Do not give up love and soul for anyone and nothing in this world!

However, with the entry of young people into adolescence, the orientation of young people towards listening to parents knows a real, and at the same time absolutely beneficial change: instead of listening to parents, we know that,which in adolescence is a flawed thing and not often even a dangerous thing is not because it is an evil in itself,but because over several generations before us, very serious mistakes have been perpetuated regarding the traumas that have been transmitted with the primary form of education,to which many people have wrongly defined as the 'seven-year-old home”!
This should not be allowed to repeat!!
Children are whole souls, and they are entitled first to a favorable climate at home, not to howls, scandals and screams!
Then to clean and real education!
Not to destroy the future!!
Nor to the destruction of the real chances that every child must have!!

Starting in adolescence, it is vital to all understand that the time has come to listen to parents, and then to see ourselves for life, he said,and let us not be trampled on for a lifetime listening to them and thus allowing them to spoil our lives, transforming us for a very long time in their slaves!!!

I want to convey to these parents in a role whose duties have gone through and long since surpassed with maximum success or almost, that we want, that we want,and we make conscious efforts to listen and understand them.
Even though the mentalities behind their leadership come from another era, about 400 years ago.
And that the time has come to change the way of trans-generational pedagogy, the,so we prefer from the age of 15 to not allow our parents to defile our personality and steal our future, nor to mock in the most way grossly possible love,of our being as people already become,and in the process of maturing!! 
The time has come to listen to parents, not by the parents!!
Our soul and life as a personality in the process of happiness and emotional stability and of NORMAL human feelings must be the zero priority!!!

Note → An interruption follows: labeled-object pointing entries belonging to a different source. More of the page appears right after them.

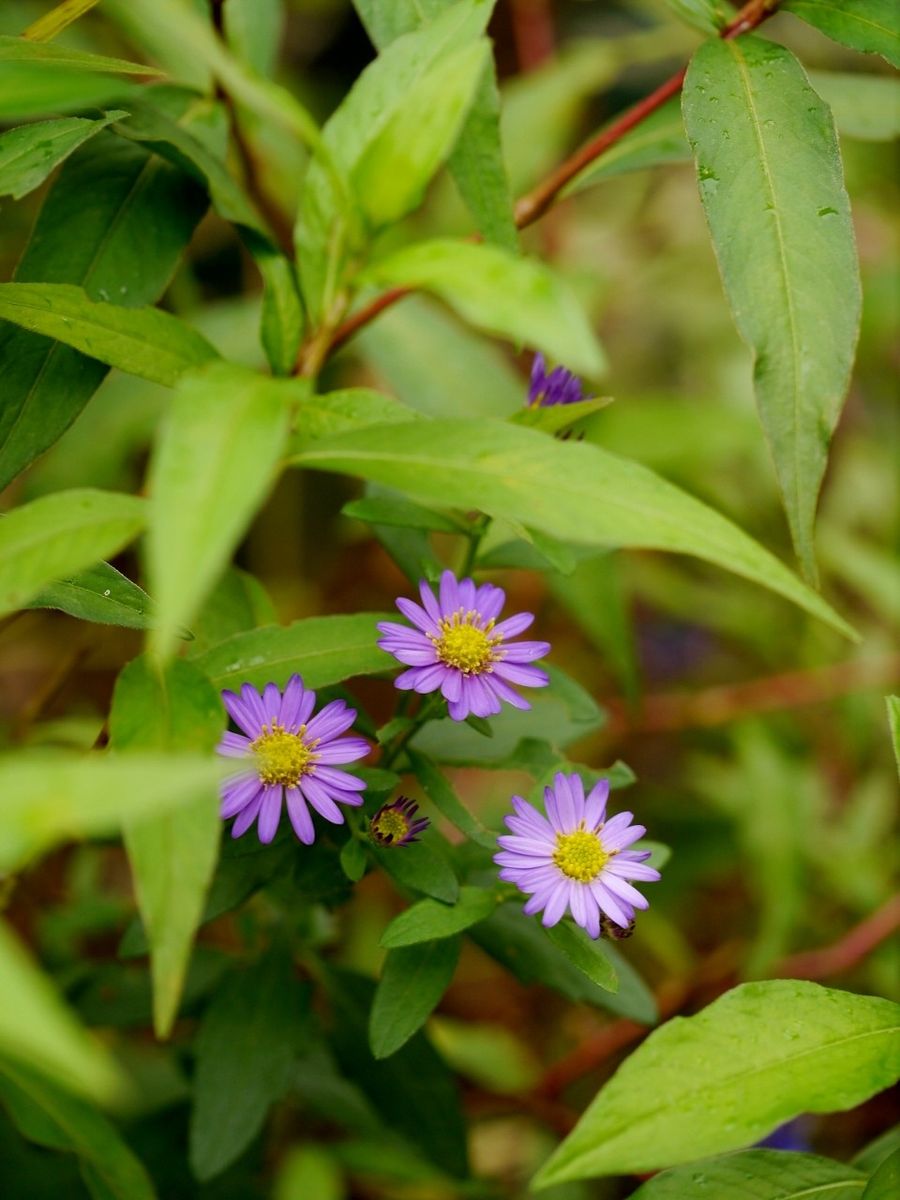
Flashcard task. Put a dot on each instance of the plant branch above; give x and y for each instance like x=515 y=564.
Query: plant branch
x=535 y=203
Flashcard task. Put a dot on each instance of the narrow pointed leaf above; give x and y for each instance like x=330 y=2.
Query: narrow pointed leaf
x=202 y=504
x=757 y=1175
x=58 y=534
x=867 y=25
x=727 y=1077
x=573 y=490
x=413 y=981
x=29 y=154
x=172 y=856
x=772 y=185
x=40 y=1032
x=145 y=342
x=516 y=298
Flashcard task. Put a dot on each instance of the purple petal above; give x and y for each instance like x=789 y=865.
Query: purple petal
x=234 y=745
x=513 y=625
x=270 y=814
x=238 y=793
x=300 y=817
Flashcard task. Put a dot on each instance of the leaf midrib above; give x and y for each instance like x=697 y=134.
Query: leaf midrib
x=711 y=1089
x=785 y=277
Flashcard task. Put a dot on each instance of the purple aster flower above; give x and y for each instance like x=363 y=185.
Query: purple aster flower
x=288 y=756
x=574 y=858
x=559 y=387
x=457 y=649
x=396 y=823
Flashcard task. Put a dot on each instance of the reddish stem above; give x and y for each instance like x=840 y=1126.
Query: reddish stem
x=535 y=203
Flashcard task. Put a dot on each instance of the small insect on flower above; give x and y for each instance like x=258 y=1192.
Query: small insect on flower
x=396 y=823
x=559 y=387
x=459 y=649
x=288 y=756
x=574 y=858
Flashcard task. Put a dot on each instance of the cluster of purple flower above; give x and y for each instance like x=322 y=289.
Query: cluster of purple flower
x=571 y=859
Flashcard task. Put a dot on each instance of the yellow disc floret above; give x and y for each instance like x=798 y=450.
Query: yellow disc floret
x=390 y=825
x=282 y=757
x=580 y=855
x=465 y=643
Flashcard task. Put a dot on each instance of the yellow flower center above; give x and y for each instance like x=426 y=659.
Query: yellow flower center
x=390 y=826
x=580 y=855
x=282 y=757
x=465 y=645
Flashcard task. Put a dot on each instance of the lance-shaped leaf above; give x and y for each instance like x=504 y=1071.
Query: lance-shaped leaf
x=575 y=491
x=100 y=594
x=323 y=649
x=115 y=223
x=727 y=1077
x=201 y=504
x=757 y=1175
x=145 y=342
x=29 y=154
x=51 y=1117
x=55 y=535
x=37 y=1030
x=173 y=855
x=867 y=25
x=773 y=190
x=516 y=298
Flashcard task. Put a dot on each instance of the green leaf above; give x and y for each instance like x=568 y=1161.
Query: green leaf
x=886 y=1181
x=29 y=154
x=353 y=859
x=55 y=535
x=339 y=412
x=772 y=185
x=753 y=1060
x=172 y=856
x=53 y=1119
x=39 y=1032
x=658 y=139
x=323 y=649
x=245 y=1049
x=573 y=490
x=893 y=703
x=114 y=222
x=585 y=954
x=477 y=162
x=521 y=945
x=757 y=1175
x=51 y=798
x=100 y=594
x=425 y=355
x=330 y=222
x=867 y=25
x=413 y=981
x=420 y=868
x=390 y=177
x=448 y=803
x=413 y=1091
x=864 y=106
x=513 y=297
x=253 y=30
x=202 y=504
x=23 y=49
x=145 y=342
x=429 y=919
x=403 y=514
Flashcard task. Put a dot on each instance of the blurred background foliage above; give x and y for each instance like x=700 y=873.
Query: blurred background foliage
x=757 y=736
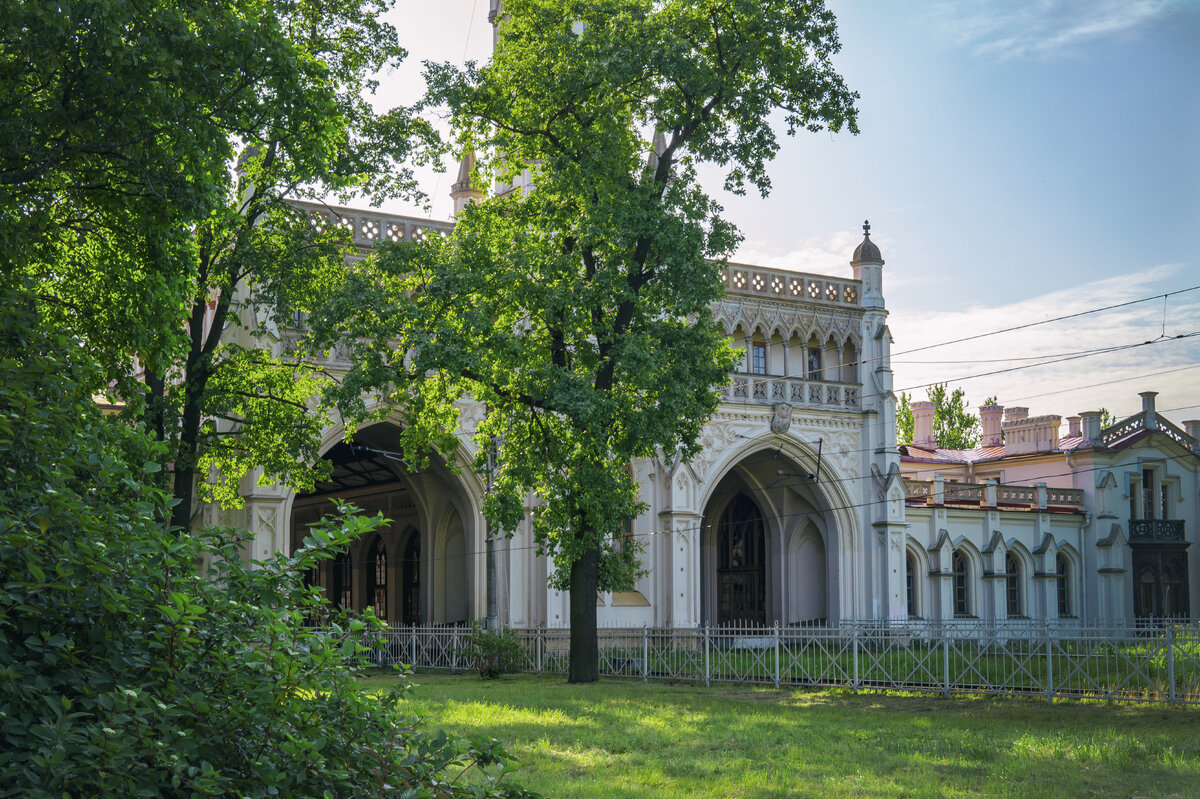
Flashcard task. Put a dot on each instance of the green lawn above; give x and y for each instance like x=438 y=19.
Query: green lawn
x=628 y=738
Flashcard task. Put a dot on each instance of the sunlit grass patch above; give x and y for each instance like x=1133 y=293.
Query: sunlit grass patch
x=628 y=738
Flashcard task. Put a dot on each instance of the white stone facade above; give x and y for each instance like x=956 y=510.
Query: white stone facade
x=798 y=508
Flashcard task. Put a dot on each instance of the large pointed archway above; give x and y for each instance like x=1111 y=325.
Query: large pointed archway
x=415 y=569
x=768 y=545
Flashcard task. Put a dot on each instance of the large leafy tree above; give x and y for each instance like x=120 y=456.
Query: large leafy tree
x=576 y=307
x=172 y=268
x=125 y=671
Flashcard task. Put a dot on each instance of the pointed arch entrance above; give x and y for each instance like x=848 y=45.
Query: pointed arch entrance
x=768 y=540
x=415 y=569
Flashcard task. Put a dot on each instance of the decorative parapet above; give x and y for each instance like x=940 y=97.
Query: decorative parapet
x=369 y=228
x=779 y=283
x=923 y=492
x=763 y=389
x=1132 y=425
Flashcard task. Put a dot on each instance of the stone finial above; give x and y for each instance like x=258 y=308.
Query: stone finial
x=990 y=418
x=867 y=251
x=466 y=190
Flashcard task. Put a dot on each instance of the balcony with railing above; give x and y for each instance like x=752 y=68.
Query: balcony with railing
x=1155 y=530
x=994 y=496
x=765 y=389
x=783 y=284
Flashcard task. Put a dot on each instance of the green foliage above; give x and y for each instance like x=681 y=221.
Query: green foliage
x=496 y=652
x=691 y=742
x=577 y=307
x=165 y=264
x=954 y=426
x=126 y=671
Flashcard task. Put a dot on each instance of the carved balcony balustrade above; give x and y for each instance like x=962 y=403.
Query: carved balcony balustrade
x=973 y=494
x=1156 y=529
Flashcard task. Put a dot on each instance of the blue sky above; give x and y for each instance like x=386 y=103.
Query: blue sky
x=1019 y=160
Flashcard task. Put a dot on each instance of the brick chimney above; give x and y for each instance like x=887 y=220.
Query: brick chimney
x=923 y=425
x=1091 y=426
x=989 y=419
x=1031 y=434
x=1193 y=430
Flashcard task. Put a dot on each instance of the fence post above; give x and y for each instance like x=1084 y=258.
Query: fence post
x=1170 y=665
x=646 y=652
x=1049 y=666
x=706 y=655
x=853 y=647
x=946 y=662
x=777 y=653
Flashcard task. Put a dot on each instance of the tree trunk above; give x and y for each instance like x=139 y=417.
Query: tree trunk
x=585 y=659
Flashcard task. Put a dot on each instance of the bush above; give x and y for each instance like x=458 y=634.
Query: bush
x=495 y=652
x=129 y=671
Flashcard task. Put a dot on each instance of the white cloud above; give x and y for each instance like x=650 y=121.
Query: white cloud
x=1048 y=28
x=1110 y=379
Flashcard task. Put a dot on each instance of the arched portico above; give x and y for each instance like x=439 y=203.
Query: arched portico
x=769 y=544
x=415 y=569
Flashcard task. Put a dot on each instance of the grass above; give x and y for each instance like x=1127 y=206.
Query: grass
x=628 y=738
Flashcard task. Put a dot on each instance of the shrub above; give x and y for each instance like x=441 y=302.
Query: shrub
x=129 y=671
x=495 y=652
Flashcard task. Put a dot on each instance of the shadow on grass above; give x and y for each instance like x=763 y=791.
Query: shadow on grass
x=625 y=738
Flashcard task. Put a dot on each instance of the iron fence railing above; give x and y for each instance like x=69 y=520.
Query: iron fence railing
x=1137 y=662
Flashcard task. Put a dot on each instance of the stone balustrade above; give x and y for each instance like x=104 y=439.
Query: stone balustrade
x=940 y=492
x=370 y=227
x=765 y=389
x=784 y=284
x=1156 y=529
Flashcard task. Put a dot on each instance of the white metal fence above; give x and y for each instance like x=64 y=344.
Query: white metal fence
x=1061 y=660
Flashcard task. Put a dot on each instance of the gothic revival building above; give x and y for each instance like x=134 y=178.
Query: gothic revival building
x=792 y=511
x=1097 y=524
x=799 y=506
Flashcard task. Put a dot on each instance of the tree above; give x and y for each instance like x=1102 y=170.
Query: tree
x=954 y=426
x=127 y=672
x=577 y=306
x=174 y=270
x=904 y=419
x=136 y=661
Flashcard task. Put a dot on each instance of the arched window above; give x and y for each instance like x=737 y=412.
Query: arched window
x=342 y=583
x=910 y=581
x=759 y=356
x=411 y=581
x=377 y=577
x=1013 y=587
x=814 y=365
x=961 y=587
x=1063 y=584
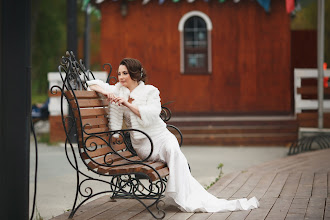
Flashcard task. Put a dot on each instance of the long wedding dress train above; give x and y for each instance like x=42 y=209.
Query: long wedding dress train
x=182 y=187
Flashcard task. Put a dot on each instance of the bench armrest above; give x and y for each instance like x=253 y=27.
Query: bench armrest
x=117 y=146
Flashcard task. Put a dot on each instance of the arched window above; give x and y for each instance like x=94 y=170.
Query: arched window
x=195 y=29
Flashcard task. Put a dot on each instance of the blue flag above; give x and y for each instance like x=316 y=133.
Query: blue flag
x=265 y=4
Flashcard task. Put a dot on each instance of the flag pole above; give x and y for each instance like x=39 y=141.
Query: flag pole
x=320 y=59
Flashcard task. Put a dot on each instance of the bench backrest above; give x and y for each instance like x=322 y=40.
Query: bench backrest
x=97 y=147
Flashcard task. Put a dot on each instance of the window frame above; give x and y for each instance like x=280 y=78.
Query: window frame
x=184 y=69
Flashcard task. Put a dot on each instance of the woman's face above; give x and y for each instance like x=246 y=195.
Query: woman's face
x=124 y=77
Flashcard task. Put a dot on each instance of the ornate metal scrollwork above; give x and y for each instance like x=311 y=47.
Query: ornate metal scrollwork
x=304 y=144
x=74 y=76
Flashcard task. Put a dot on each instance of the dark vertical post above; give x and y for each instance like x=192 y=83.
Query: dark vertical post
x=15 y=105
x=72 y=44
x=320 y=59
x=86 y=36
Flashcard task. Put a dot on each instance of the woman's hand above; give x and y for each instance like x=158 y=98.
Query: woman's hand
x=110 y=96
x=120 y=101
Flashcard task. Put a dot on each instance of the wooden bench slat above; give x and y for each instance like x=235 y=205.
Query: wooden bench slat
x=83 y=94
x=113 y=170
x=101 y=151
x=116 y=147
x=156 y=165
x=109 y=158
x=311 y=90
x=86 y=103
x=94 y=130
x=94 y=121
x=93 y=111
x=131 y=168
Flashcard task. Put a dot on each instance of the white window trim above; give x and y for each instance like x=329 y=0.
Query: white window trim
x=209 y=27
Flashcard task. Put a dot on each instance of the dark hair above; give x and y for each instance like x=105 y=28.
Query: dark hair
x=135 y=69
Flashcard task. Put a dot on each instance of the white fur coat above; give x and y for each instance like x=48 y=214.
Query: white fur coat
x=145 y=98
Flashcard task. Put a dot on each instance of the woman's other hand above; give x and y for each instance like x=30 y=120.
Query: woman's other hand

Remember: parents can never give you what gives you true love, a good and sincere friendship,and far too often they can never give you something your soul needs!

Do not give up love and soul for anyone and nothing in this world!

Remember: parents can never give you what gives you true love, a good and sincere friendship,and far too often they can never give you something your soul needs!
For children,listening to parents is vital and natural.
Perhaps and that is why it is clearly regulated in the Word of God.
But do not make your children slaves, and never destroy their future to protect your back and ego””
Better yet, you prefer to put your muscles to work to create an environment where young people can and will want to grow freely,beautiful and where to have the mecesar climate for the free manifestation of youth and realistic positivism in their own life.

Fight for your love and happiness, keep close to you the things dear to your soul, and so over time you will become the person you have the divine right to become, independent and on your feet,and proving yourself so, and your parents will be proud of you someday, when you'll be away not to get revenge in any measure on them,but to create your life more beautiful, happier, to create the framework where you can truly love and are loved, too,and where to enjoy every day what you bring good and beautiful in your life, so that it makes sense and matters!